キンダーガーテン    ~温かい居場所に~
先生を好きだと気づいてから、初めての彩ちゃんのお家。

みんな、なんだか怖い‼

夕ごはんが終わるや否や

「唯ちゃん!先生のこと好きになったんだって⁉」

「付き合うことになった?」

「この間の飲み会のこと、話した?」

矢継ぎ早の質問に、どぎまぎ。

「好きになった…って言うかぁ。
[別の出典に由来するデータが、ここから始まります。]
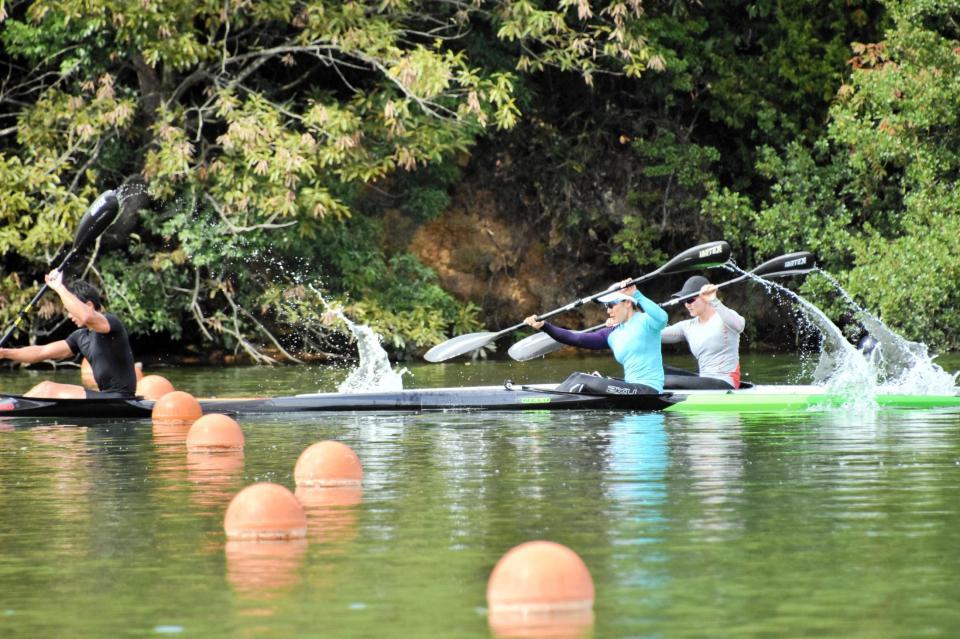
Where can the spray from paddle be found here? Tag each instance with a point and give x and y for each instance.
(895, 366)
(902, 366)
(374, 371)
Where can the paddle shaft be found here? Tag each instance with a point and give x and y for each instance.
(698, 257)
(540, 344)
(29, 307)
(704, 252)
(98, 217)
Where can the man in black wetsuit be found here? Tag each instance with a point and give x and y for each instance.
(101, 338)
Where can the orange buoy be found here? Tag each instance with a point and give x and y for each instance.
(328, 463)
(154, 387)
(86, 375)
(540, 577)
(257, 570)
(178, 407)
(264, 512)
(214, 433)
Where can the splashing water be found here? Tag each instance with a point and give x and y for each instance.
(374, 371)
(901, 366)
(896, 365)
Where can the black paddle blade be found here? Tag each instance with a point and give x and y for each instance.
(703, 256)
(98, 217)
(789, 264)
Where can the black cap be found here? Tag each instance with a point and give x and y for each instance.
(691, 286)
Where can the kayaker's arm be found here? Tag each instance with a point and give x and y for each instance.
(728, 316)
(597, 340)
(673, 334)
(34, 354)
(658, 316)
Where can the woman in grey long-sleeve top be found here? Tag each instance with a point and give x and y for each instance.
(713, 333)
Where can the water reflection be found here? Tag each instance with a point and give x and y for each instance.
(569, 625)
(709, 452)
(332, 514)
(214, 477)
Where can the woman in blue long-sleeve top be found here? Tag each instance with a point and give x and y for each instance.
(633, 334)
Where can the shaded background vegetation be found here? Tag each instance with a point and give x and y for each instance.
(435, 167)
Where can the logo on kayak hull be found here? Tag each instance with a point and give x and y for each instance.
(713, 250)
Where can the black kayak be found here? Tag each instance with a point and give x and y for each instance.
(429, 399)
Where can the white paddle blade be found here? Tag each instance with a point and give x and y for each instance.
(459, 345)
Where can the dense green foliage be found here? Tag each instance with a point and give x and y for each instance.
(257, 142)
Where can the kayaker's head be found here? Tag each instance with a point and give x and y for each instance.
(694, 305)
(86, 293)
(620, 306)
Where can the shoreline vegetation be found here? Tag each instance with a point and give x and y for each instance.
(437, 169)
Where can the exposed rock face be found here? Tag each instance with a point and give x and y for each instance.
(499, 263)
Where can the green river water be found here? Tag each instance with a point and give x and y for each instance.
(815, 524)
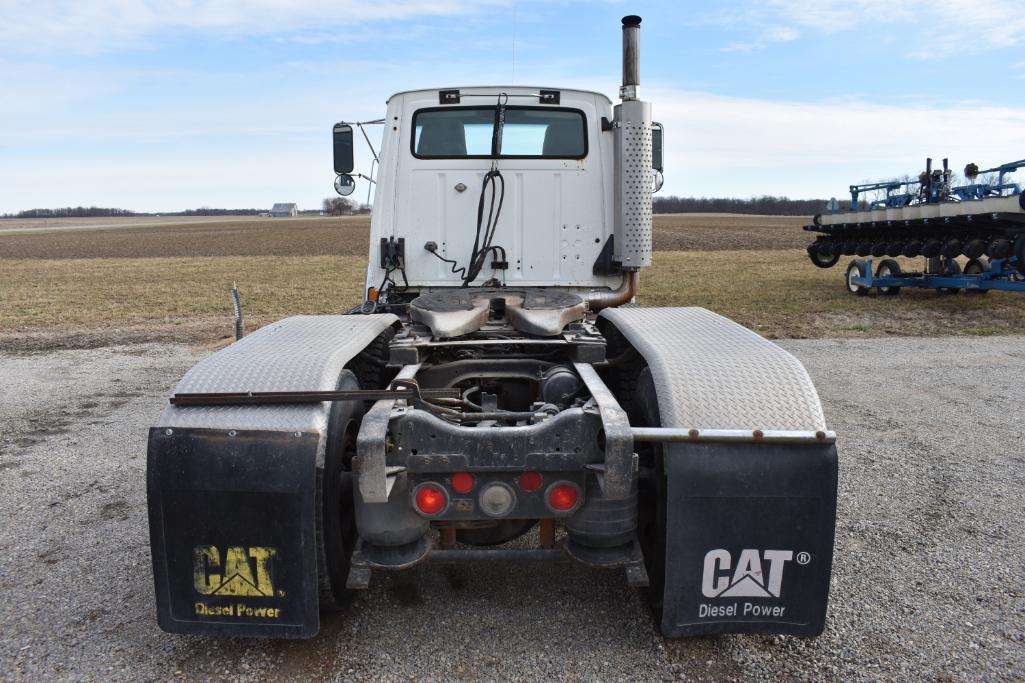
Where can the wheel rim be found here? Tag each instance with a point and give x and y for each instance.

気づいたの。
付き合うことは絶対ないよ‼
だって…片思いだもん。
この間の飲み会のことは…」

「片思い⁉」

「そうだって‼」と笑う夏苗ちゃんと海晴ちゃん。

「あんなにアピールしてるのに…
先生も大変だぁ~。」

訳知り顔で話す梓ちゃんに

「唯ちゃん。
貴重な片思い期間。しっかり楽しんだら良いよ。」と諭す彩ちゃん。

もぅ~。せっかく恋だって認めたのに…やっぱり子供扱い。

「絶対先生に話さないでね‼
唯が先生を好きなんて、身の程知らずなことを思ってるって知られたら…
幼稚園に行けなくなっちゃうから。」

「分かった分かった!
大丈夫だよ‼
こんな面白い情報、先生になんて流さないよ!
も~っと悩まさないと楽しくないもん!!」

訳の分からない海晴ちゃんの返事に戸惑っていたら

「大丈夫だよ。唯ちゃんが自分で先生に話さない限り、知られることはないよ。
みんな、唯ちゃんの味方だもん。
唯ちゃんの恋は応援するけど…ちゃんと見守るよ。
だから唯ちゃんは、せっかく気づいた恋をしっかり楽しんだら良いからねっ!」って

そうだよね。

四人は勝手にそんなことしない。

軽々しく話すようなメンバーじゃあないもんねっ!

………安心してる。

先生のことを好きだって認めて、みんなに話したら

なんだか心が軽くなった気がする。

う~ん。良い気分!

窓からは、大きなお月さまが浮かんでた。

今夜は満月。

いつか、彩ちゃんのお家で見たお月さまは…半分で物足りない気がしてたのに

今日は、心と一緒で満たされてるみたい。

恋をするとワクワクするねっ!

大切な友達がいると、安心する。

明日も良いことがありそうだよ。